It's often hard to isolate the cause of a single, or even a series, of random data failures without more information. The basic problem is that "stuff happens." Data storage and transfer is not nearly as perfect and repeatable as most people assume. Data in magnetic media—despite all of the clever tricks employed by modern drives to avoid it—gets lost from time to time. Data flying through USB, Firewire, SATA and over WiFi doesn't always arrive the way it was sent. And consumer-grade dynamic RAM is susceptible to the occasional bit-flip and corruption by cosmic rays. The "problem" with QRecall is that it is almost alone as a backup solution in that it attaches 64-bit checksum to every record of data it creates, and verifies the integrity of that data every time it reads it. When QRecall reports damaged data, it inevitably results in the initial impression that QRecall is failing or is somehow failing to protect your data, when in fact it's most likely the media/controller/interface/RAM/CPU/OS that's damaging the data. What is (or should be) frightening is that so many other so-called "reliable" backup solutions make no attempt whatsoever to protect against, detect, or report any data loss. Solutions like Time Machine simply copy files and hope for the best. They couldn't tell you if your files were successfully and accurately copied if you wanted them to.

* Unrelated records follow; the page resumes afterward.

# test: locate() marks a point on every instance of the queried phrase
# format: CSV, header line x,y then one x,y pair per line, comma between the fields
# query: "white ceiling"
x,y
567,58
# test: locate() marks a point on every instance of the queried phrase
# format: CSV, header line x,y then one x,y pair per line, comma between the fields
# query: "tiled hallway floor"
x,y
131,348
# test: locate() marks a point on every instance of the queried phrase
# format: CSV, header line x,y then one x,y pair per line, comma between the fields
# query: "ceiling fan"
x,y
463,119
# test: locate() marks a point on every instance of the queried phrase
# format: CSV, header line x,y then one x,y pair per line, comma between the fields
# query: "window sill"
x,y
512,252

I guess that is the issue that I see moving forward using QRecall for backups with my clients...it would appear that each and every incremental Capture basically puts the entire historic archive at risk of total loss...
Not true at all. QRecall is specifically designed to protect against partial loss of data in an archive. Damaging part of an archive in no way impacts the integrity, or recoverability, of the rest of the archive.
this is unlike many other imaging products that I have used in the past where incremental backups are always written to a new physical file...
QRecall doesn't write files, it writes data records. Each data record is small, self contained, and independently verifiable. When the data in an archive is damaged, the repair process reads and verifies every record. It then reassembles the valid records into a usable archive again. It doesn't matter if a million records were written to a single file or a million individual files. (Writing to a single file is more efficient and ultimately safer, which is why QRecall does it that way.) Either each individual record is valid or it isn't. QRecall does not relay on the file system's directory structure to organize its information.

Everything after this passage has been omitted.